September 12th isn't a simulation, not in any serious sense. It doesn't really look at tactical problems; it asserts that they are intractable. It doesn't really examine the political or ethical issues; it lets the wailing of women pass as judgment.
These issues are important, and the answers are less apparent than September 12 wants to make them. In 1943 the U.S. intentionally assassinated Admiral Isoroku Yamamoto. Radio intercepts had uncovered information about his travel plans, and Roosevelt specifically authorized a mission to shoot down his plane. It can be argued that this was murder, not war -- and indeed this objection was weighed very carefully in the Oval Office. On the other hand, many believed -- and might have been right in believing -- that Yamamoto could have led Japan to inflict, and to suffer, far greater casualties in the remaining years of combat, fighting a war that Japan had already lost. Yamamoto's murder, if murder it was, may have avoided many thousands of deaths that would, in the end, not have changed the outcome a whit.
I was a conscientious objector during the War in Vietnam. When soldiers who embraced or acquiesced in that war came home, we called them baby killers. This was ungenerous and unkind, but -- and this is too rarely remembered today -- it was true and it needed to be said. My politics, in short, may well be close to Frasca's -- and, after all, I'm the guy who keeps complaining that games fail to address serious questions. I'm not unsympathetic to either the artistic or the political agenda.
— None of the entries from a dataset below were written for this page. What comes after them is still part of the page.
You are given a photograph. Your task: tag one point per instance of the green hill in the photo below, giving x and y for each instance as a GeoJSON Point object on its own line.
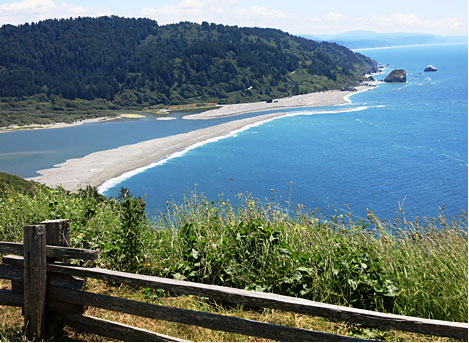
{"type": "Point", "coordinates": [113, 62]}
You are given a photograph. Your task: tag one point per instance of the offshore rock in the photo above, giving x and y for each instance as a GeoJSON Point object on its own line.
{"type": "Point", "coordinates": [430, 68]}
{"type": "Point", "coordinates": [398, 75]}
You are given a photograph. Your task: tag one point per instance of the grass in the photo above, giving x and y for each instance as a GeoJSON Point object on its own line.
{"type": "Point", "coordinates": [415, 267]}
{"type": "Point", "coordinates": [11, 326]}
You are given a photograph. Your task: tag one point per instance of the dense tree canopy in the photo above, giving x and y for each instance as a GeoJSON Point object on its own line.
{"type": "Point", "coordinates": [137, 62]}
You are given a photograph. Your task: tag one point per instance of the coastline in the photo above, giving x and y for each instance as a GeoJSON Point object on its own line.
{"type": "Point", "coordinates": [318, 99]}
{"type": "Point", "coordinates": [63, 125]}
{"type": "Point", "coordinates": [403, 46]}
{"type": "Point", "coordinates": [108, 167]}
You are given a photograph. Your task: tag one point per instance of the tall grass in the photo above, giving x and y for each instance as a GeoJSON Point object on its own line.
{"type": "Point", "coordinates": [412, 267]}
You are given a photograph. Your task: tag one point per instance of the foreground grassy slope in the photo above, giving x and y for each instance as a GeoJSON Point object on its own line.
{"type": "Point", "coordinates": [412, 267]}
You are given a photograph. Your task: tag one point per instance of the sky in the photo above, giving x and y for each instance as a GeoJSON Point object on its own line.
{"type": "Point", "coordinates": [319, 17]}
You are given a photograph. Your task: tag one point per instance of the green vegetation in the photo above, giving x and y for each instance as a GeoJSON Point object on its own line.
{"type": "Point", "coordinates": [80, 67]}
{"type": "Point", "coordinates": [416, 268]}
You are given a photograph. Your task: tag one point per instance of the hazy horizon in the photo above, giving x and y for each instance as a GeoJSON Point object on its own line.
{"type": "Point", "coordinates": [295, 17]}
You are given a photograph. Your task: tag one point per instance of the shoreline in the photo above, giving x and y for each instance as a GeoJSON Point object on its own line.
{"type": "Point", "coordinates": [317, 99]}
{"type": "Point", "coordinates": [106, 168]}
{"type": "Point", "coordinates": [62, 125]}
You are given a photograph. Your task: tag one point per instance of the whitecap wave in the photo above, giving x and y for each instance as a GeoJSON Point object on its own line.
{"type": "Point", "coordinates": [117, 180]}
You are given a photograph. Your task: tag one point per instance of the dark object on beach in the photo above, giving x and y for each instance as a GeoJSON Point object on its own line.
{"type": "Point", "coordinates": [430, 68]}
{"type": "Point", "coordinates": [348, 89]}
{"type": "Point", "coordinates": [398, 75]}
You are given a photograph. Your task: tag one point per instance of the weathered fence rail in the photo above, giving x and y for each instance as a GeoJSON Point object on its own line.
{"type": "Point", "coordinates": [50, 293]}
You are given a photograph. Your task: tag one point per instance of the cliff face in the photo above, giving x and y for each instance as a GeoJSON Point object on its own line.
{"type": "Point", "coordinates": [398, 75]}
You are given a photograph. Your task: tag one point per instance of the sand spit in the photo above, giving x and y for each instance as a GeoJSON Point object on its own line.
{"type": "Point", "coordinates": [98, 167]}
{"type": "Point", "coordinates": [317, 99]}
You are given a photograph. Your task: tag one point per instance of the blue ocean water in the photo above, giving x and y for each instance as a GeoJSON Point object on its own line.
{"type": "Point", "coordinates": [407, 148]}
{"type": "Point", "coordinates": [23, 153]}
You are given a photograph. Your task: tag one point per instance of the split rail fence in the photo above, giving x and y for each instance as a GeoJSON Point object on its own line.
{"type": "Point", "coordinates": [49, 290]}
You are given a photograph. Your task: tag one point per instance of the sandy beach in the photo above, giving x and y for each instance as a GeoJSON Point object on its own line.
{"type": "Point", "coordinates": [98, 167]}
{"type": "Point", "coordinates": [328, 98]}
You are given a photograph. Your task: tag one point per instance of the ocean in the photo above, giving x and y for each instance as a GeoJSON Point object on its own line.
{"type": "Point", "coordinates": [406, 148]}
{"type": "Point", "coordinates": [400, 145]}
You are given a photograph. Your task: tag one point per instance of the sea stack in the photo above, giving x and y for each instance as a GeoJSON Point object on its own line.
{"type": "Point", "coordinates": [430, 68]}
{"type": "Point", "coordinates": [398, 75]}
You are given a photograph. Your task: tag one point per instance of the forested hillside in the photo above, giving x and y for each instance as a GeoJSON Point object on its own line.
{"type": "Point", "coordinates": [137, 63]}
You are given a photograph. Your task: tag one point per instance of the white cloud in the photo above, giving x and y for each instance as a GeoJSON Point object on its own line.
{"type": "Point", "coordinates": [20, 12]}
{"type": "Point", "coordinates": [334, 22]}
{"type": "Point", "coordinates": [228, 12]}
{"type": "Point", "coordinates": [410, 21]}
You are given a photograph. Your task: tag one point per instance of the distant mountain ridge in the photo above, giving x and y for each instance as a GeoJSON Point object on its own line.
{"type": "Point", "coordinates": [136, 62]}
{"type": "Point", "coordinates": [370, 39]}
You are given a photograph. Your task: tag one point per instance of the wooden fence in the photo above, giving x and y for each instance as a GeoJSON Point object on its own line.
{"type": "Point", "coordinates": [49, 289]}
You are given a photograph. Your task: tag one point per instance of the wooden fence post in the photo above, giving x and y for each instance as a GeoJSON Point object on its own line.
{"type": "Point", "coordinates": [35, 280]}
{"type": "Point", "coordinates": [58, 233]}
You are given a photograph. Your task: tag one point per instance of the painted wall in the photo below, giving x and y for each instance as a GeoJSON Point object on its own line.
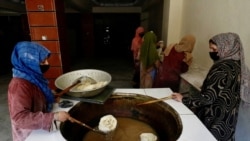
{"type": "Point", "coordinates": [206, 18]}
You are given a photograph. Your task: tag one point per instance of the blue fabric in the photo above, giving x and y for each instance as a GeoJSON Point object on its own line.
{"type": "Point", "coordinates": [26, 58]}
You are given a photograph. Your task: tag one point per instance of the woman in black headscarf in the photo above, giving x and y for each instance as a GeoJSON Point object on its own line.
{"type": "Point", "coordinates": [218, 102]}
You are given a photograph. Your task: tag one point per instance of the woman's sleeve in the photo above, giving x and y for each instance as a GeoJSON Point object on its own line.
{"type": "Point", "coordinates": [214, 82]}
{"type": "Point", "coordinates": [26, 108]}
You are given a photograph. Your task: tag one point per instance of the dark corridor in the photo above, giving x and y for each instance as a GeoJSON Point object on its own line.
{"type": "Point", "coordinates": [113, 34]}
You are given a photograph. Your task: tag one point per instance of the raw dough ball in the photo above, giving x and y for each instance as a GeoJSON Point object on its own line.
{"type": "Point", "coordinates": [107, 123]}
{"type": "Point", "coordinates": [148, 137]}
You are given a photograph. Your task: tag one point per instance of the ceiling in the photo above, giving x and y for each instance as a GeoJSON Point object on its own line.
{"type": "Point", "coordinates": [18, 6]}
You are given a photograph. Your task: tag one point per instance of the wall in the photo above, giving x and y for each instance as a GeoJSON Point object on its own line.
{"type": "Point", "coordinates": [205, 18]}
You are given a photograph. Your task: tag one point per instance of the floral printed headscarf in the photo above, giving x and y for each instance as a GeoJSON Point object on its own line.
{"type": "Point", "coordinates": [230, 47]}
{"type": "Point", "coordinates": [26, 58]}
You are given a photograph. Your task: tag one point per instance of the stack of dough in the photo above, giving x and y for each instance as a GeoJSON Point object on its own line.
{"type": "Point", "coordinates": [148, 137]}
{"type": "Point", "coordinates": [86, 86]}
{"type": "Point", "coordinates": [107, 123]}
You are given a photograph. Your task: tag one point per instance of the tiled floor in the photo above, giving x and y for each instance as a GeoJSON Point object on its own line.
{"type": "Point", "coordinates": [121, 70]}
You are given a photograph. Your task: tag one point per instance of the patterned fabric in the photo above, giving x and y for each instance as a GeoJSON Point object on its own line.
{"type": "Point", "coordinates": [136, 42]}
{"type": "Point", "coordinates": [149, 54]}
{"type": "Point", "coordinates": [148, 58]}
{"type": "Point", "coordinates": [185, 45]}
{"type": "Point", "coordinates": [26, 58]}
{"type": "Point", "coordinates": [168, 74]}
{"type": "Point", "coordinates": [230, 46]}
{"type": "Point", "coordinates": [27, 107]}
{"type": "Point", "coordinates": [218, 103]}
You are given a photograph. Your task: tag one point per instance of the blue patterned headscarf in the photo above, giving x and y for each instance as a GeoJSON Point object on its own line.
{"type": "Point", "coordinates": [26, 58]}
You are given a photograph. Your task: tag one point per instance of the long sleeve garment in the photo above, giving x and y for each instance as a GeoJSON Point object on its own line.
{"type": "Point", "coordinates": [218, 102]}
{"type": "Point", "coordinates": [169, 72]}
{"type": "Point", "coordinates": [27, 106]}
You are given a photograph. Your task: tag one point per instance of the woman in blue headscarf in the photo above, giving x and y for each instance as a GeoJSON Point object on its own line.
{"type": "Point", "coordinates": [29, 97]}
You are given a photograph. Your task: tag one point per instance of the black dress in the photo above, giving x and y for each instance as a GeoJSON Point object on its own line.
{"type": "Point", "coordinates": [218, 102]}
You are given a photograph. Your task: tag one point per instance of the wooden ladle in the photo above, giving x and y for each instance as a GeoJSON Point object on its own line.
{"type": "Point", "coordinates": [87, 126]}
{"type": "Point", "coordinates": [76, 82]}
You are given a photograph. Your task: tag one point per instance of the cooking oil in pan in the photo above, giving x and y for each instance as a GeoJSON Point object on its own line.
{"type": "Point", "coordinates": [127, 129]}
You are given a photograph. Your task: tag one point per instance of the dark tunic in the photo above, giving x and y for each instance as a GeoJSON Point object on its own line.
{"type": "Point", "coordinates": [168, 74]}
{"type": "Point", "coordinates": [27, 106]}
{"type": "Point", "coordinates": [218, 102]}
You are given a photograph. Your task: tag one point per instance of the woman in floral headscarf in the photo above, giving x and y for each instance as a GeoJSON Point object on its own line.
{"type": "Point", "coordinates": [149, 60]}
{"type": "Point", "coordinates": [224, 87]}
{"type": "Point", "coordinates": [177, 59]}
{"type": "Point", "coordinates": [29, 97]}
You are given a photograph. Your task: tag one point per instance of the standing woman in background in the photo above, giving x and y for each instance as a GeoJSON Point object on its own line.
{"type": "Point", "coordinates": [217, 105]}
{"type": "Point", "coordinates": [177, 59]}
{"type": "Point", "coordinates": [135, 48]}
{"type": "Point", "coordinates": [149, 59]}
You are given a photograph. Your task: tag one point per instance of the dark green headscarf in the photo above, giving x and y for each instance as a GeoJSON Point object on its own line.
{"type": "Point", "coordinates": [148, 53]}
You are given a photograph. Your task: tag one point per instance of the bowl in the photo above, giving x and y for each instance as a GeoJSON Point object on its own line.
{"type": "Point", "coordinates": [67, 79]}
{"type": "Point", "coordinates": [160, 117]}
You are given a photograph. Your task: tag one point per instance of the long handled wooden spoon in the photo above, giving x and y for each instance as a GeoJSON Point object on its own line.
{"type": "Point", "coordinates": [87, 126]}
{"type": "Point", "coordinates": [154, 101]}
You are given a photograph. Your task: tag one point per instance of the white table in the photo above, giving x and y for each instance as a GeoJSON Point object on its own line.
{"type": "Point", "coordinates": [193, 129]}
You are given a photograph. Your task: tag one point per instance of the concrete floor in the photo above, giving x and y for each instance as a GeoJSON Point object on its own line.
{"type": "Point", "coordinates": [121, 70]}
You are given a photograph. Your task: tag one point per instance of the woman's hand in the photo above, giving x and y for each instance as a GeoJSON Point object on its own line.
{"type": "Point", "coordinates": [177, 96]}
{"type": "Point", "coordinates": [61, 116]}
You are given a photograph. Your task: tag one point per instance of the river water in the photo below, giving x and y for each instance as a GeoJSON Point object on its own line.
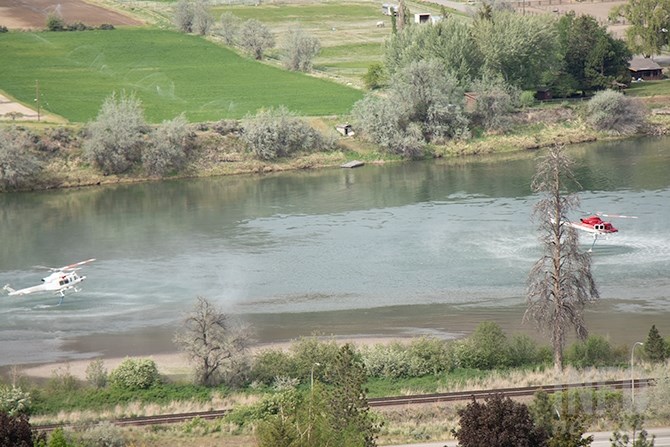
{"type": "Point", "coordinates": [394, 250]}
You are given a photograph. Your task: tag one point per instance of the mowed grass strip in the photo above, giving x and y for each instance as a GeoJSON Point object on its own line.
{"type": "Point", "coordinates": [169, 72]}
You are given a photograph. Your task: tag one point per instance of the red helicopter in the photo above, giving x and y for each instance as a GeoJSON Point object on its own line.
{"type": "Point", "coordinates": [595, 225]}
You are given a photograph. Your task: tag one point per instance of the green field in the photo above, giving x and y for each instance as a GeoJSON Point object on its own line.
{"type": "Point", "coordinates": [170, 72]}
{"type": "Point", "coordinates": [347, 29]}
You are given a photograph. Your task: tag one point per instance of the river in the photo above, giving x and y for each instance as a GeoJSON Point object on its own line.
{"type": "Point", "coordinates": [421, 248]}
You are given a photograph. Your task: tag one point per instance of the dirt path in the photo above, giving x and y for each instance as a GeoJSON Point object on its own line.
{"type": "Point", "coordinates": [32, 14]}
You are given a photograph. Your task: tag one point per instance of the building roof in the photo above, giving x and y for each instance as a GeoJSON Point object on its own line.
{"type": "Point", "coordinates": [643, 63]}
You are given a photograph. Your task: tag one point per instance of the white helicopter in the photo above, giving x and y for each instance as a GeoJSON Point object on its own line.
{"type": "Point", "coordinates": [60, 280]}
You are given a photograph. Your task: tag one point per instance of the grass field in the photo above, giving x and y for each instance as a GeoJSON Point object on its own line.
{"type": "Point", "coordinates": [350, 38]}
{"type": "Point", "coordinates": [170, 72]}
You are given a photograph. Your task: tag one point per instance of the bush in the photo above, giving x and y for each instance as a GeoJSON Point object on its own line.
{"type": "Point", "coordinates": [498, 422]}
{"type": "Point", "coordinates": [255, 38]}
{"type": "Point", "coordinates": [55, 23]}
{"type": "Point", "coordinates": [375, 76]}
{"type": "Point", "coordinates": [485, 349]}
{"type": "Point", "coordinates": [229, 27]}
{"type": "Point", "coordinates": [104, 434]}
{"type": "Point", "coordinates": [115, 138]}
{"type": "Point", "coordinates": [170, 144]}
{"type": "Point", "coordinates": [135, 374]}
{"type": "Point", "coordinates": [96, 374]}
{"type": "Point", "coordinates": [183, 16]}
{"type": "Point", "coordinates": [19, 168]}
{"type": "Point", "coordinates": [14, 401]}
{"type": "Point", "coordinates": [275, 133]}
{"type": "Point", "coordinates": [494, 102]}
{"type": "Point", "coordinates": [594, 351]}
{"type": "Point", "coordinates": [270, 364]}
{"type": "Point", "coordinates": [615, 113]}
{"type": "Point", "coordinates": [15, 431]}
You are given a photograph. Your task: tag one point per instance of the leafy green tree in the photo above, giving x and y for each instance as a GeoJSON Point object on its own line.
{"type": "Point", "coordinates": [374, 77]}
{"type": "Point", "coordinates": [15, 431]}
{"type": "Point", "coordinates": [347, 401]}
{"type": "Point", "coordinates": [560, 284]}
{"type": "Point", "coordinates": [591, 57]}
{"type": "Point", "coordinates": [300, 48]}
{"type": "Point", "coordinates": [448, 41]}
{"type": "Point", "coordinates": [115, 139]}
{"type": "Point", "coordinates": [229, 27]}
{"type": "Point", "coordinates": [19, 167]}
{"type": "Point", "coordinates": [615, 113]}
{"type": "Point", "coordinates": [255, 38]}
{"type": "Point", "coordinates": [654, 347]}
{"type": "Point", "coordinates": [498, 422]}
{"type": "Point", "coordinates": [183, 16]}
{"type": "Point", "coordinates": [494, 102]}
{"type": "Point", "coordinates": [520, 48]}
{"type": "Point", "coordinates": [648, 24]}
{"type": "Point", "coordinates": [202, 18]}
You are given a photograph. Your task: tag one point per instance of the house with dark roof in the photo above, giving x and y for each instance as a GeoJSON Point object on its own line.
{"type": "Point", "coordinates": [645, 68]}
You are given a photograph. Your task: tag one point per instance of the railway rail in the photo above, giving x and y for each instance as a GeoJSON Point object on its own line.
{"type": "Point", "coordinates": [416, 399]}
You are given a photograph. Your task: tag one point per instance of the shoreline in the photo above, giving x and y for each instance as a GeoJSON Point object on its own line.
{"type": "Point", "coordinates": [372, 326]}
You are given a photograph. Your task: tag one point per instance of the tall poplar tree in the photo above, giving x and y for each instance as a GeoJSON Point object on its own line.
{"type": "Point", "coordinates": [560, 283]}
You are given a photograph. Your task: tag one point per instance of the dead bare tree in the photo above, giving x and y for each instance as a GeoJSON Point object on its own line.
{"type": "Point", "coordinates": [560, 283]}
{"type": "Point", "coordinates": [216, 344]}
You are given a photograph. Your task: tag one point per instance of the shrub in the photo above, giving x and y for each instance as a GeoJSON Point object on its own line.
{"type": "Point", "coordinates": [275, 133]}
{"type": "Point", "coordinates": [15, 431]}
{"type": "Point", "coordinates": [202, 19]}
{"type": "Point", "coordinates": [183, 16]}
{"type": "Point", "coordinates": [494, 101]}
{"type": "Point", "coordinates": [135, 374]}
{"type": "Point", "coordinates": [255, 38]}
{"type": "Point", "coordinates": [527, 98]}
{"type": "Point", "coordinates": [594, 351]}
{"type": "Point", "coordinates": [96, 374]}
{"type": "Point", "coordinates": [523, 350]}
{"type": "Point", "coordinates": [300, 48]}
{"type": "Point", "coordinates": [486, 348]}
{"type": "Point", "coordinates": [104, 434]}
{"type": "Point", "coordinates": [498, 422]}
{"type": "Point", "coordinates": [313, 356]}
{"type": "Point", "coordinates": [230, 27]}
{"type": "Point", "coordinates": [170, 143]}
{"type": "Point", "coordinates": [375, 76]}
{"type": "Point", "coordinates": [19, 168]}
{"type": "Point", "coordinates": [115, 138]}
{"type": "Point", "coordinates": [14, 401]}
{"type": "Point", "coordinates": [55, 23]}
{"type": "Point", "coordinates": [615, 113]}
{"type": "Point", "coordinates": [270, 364]}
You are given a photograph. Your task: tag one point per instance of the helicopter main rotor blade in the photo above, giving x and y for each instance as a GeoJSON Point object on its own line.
{"type": "Point", "coordinates": [621, 216]}
{"type": "Point", "coordinates": [72, 266]}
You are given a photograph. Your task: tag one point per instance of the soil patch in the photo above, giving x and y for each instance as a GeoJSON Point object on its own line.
{"type": "Point", "coordinates": [19, 14]}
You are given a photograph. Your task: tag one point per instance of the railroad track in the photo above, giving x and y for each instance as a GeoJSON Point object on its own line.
{"type": "Point", "coordinates": [388, 401]}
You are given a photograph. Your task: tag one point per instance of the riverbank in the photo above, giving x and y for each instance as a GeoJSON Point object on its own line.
{"type": "Point", "coordinates": [219, 152]}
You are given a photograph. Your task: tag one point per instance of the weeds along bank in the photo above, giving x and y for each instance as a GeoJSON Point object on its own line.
{"type": "Point", "coordinates": [42, 156]}
{"type": "Point", "coordinates": [282, 377]}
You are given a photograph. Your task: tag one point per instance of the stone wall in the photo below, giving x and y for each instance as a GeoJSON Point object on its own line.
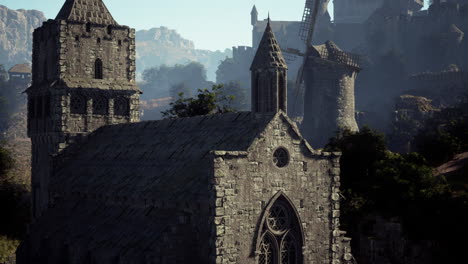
{"type": "Point", "coordinates": [246, 182]}
{"type": "Point", "coordinates": [329, 101]}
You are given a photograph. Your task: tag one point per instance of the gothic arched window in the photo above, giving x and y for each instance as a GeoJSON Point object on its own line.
{"type": "Point", "coordinates": [98, 69]}
{"type": "Point", "coordinates": [280, 241]}
{"type": "Point", "coordinates": [282, 93]}
{"type": "Point", "coordinates": [268, 250]}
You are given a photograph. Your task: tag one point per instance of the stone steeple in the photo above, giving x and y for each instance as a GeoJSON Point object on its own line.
{"type": "Point", "coordinates": [83, 78]}
{"type": "Point", "coordinates": [86, 11]}
{"type": "Point", "coordinates": [269, 76]}
{"type": "Point", "coordinates": [254, 16]}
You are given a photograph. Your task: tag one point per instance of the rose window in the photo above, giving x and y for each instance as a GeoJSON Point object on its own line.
{"type": "Point", "coordinates": [281, 157]}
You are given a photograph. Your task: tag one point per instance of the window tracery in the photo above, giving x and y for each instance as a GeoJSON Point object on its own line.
{"type": "Point", "coordinates": [281, 157]}
{"type": "Point", "coordinates": [280, 243]}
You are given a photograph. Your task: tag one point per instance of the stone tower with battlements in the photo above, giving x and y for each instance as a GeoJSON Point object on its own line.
{"type": "Point", "coordinates": [269, 76]}
{"type": "Point", "coordinates": [83, 78]}
{"type": "Point", "coordinates": [329, 103]}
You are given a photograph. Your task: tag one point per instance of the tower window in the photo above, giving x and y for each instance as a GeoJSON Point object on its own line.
{"type": "Point", "coordinates": [121, 106]}
{"type": "Point", "coordinates": [47, 109]}
{"type": "Point", "coordinates": [282, 93]}
{"type": "Point", "coordinates": [98, 69]}
{"type": "Point", "coordinates": [280, 243]}
{"type": "Point", "coordinates": [39, 107]}
{"type": "Point", "coordinates": [78, 104]}
{"type": "Point", "coordinates": [100, 105]}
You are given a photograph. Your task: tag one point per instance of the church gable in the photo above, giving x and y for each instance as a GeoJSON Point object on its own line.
{"type": "Point", "coordinates": [278, 162]}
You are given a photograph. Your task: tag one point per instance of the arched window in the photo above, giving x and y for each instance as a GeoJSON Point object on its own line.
{"type": "Point", "coordinates": [281, 241]}
{"type": "Point", "coordinates": [98, 69]}
{"type": "Point", "coordinates": [78, 104]}
{"type": "Point", "coordinates": [268, 250]}
{"type": "Point", "coordinates": [282, 93]}
{"type": "Point", "coordinates": [100, 105]}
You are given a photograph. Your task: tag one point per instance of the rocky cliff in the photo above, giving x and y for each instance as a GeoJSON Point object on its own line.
{"type": "Point", "coordinates": [158, 46]}
{"type": "Point", "coordinates": [16, 27]}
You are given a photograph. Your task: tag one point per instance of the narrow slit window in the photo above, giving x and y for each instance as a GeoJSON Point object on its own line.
{"type": "Point", "coordinates": [98, 69]}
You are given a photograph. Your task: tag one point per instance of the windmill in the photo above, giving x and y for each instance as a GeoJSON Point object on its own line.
{"type": "Point", "coordinates": [306, 32]}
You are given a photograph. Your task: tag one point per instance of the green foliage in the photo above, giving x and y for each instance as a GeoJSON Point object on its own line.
{"type": "Point", "coordinates": [7, 248]}
{"type": "Point", "coordinates": [6, 164]}
{"type": "Point", "coordinates": [14, 199]}
{"type": "Point", "coordinates": [207, 102]}
{"type": "Point", "coordinates": [379, 181]}
{"type": "Point", "coordinates": [240, 98]}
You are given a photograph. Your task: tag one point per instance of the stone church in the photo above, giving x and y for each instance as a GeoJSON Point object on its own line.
{"type": "Point", "coordinates": [227, 188]}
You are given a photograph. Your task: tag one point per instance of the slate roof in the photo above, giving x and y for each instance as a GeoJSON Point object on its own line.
{"type": "Point", "coordinates": [163, 158]}
{"type": "Point", "coordinates": [20, 68]}
{"type": "Point", "coordinates": [331, 52]}
{"type": "Point", "coordinates": [269, 53]}
{"type": "Point", "coordinates": [111, 229]}
{"type": "Point", "coordinates": [93, 11]}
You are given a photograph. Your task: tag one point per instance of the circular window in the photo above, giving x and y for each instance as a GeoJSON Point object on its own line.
{"type": "Point", "coordinates": [278, 219]}
{"type": "Point", "coordinates": [281, 157]}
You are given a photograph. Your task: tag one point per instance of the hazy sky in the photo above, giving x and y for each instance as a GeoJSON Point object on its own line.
{"type": "Point", "coordinates": [211, 24]}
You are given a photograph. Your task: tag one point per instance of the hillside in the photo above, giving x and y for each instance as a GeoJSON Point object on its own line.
{"type": "Point", "coordinates": [159, 46]}
{"type": "Point", "coordinates": [16, 27]}
{"type": "Point", "coordinates": [155, 47]}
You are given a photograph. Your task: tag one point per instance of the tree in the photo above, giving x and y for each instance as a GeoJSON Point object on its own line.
{"type": "Point", "coordinates": [207, 102]}
{"type": "Point", "coordinates": [444, 135]}
{"type": "Point", "coordinates": [240, 96]}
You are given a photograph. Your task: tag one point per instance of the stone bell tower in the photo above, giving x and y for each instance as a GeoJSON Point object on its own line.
{"type": "Point", "coordinates": [269, 76]}
{"type": "Point", "coordinates": [83, 78]}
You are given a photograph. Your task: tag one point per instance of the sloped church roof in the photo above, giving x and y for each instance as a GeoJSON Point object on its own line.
{"type": "Point", "coordinates": [92, 11]}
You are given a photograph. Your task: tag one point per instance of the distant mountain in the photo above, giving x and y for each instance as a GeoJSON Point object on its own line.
{"type": "Point", "coordinates": [155, 47]}
{"type": "Point", "coordinates": [158, 46]}
{"type": "Point", "coordinates": [16, 27]}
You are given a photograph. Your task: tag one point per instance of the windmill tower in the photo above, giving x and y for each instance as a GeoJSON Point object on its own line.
{"type": "Point", "coordinates": [325, 81]}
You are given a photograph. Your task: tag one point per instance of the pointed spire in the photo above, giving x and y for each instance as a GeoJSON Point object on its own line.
{"type": "Point", "coordinates": [92, 11]}
{"type": "Point", "coordinates": [254, 10]}
{"type": "Point", "coordinates": [253, 16]}
{"type": "Point", "coordinates": [269, 53]}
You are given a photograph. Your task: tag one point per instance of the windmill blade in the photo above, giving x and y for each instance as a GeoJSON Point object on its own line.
{"type": "Point", "coordinates": [309, 19]}
{"type": "Point", "coordinates": [298, 88]}
{"type": "Point", "coordinates": [306, 32]}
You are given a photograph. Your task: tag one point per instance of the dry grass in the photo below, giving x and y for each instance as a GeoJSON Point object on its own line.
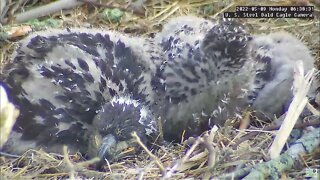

But the kind of statement that September 12 makes can be made with very similar force in purely visual media, in Guernica, say, or in poster art -- and without implicitly (though, I suppose, necessarily) reducing the Arab Street to a small set of automata. Indeed, that's one thing the visual plane does better: it tends to affirm the individuality of each figure, their essential humanity contained within their differences. Interaction and algorithm should give us opportunities for depth and nuance, and for exploring complexity, that the visual plane can't describe.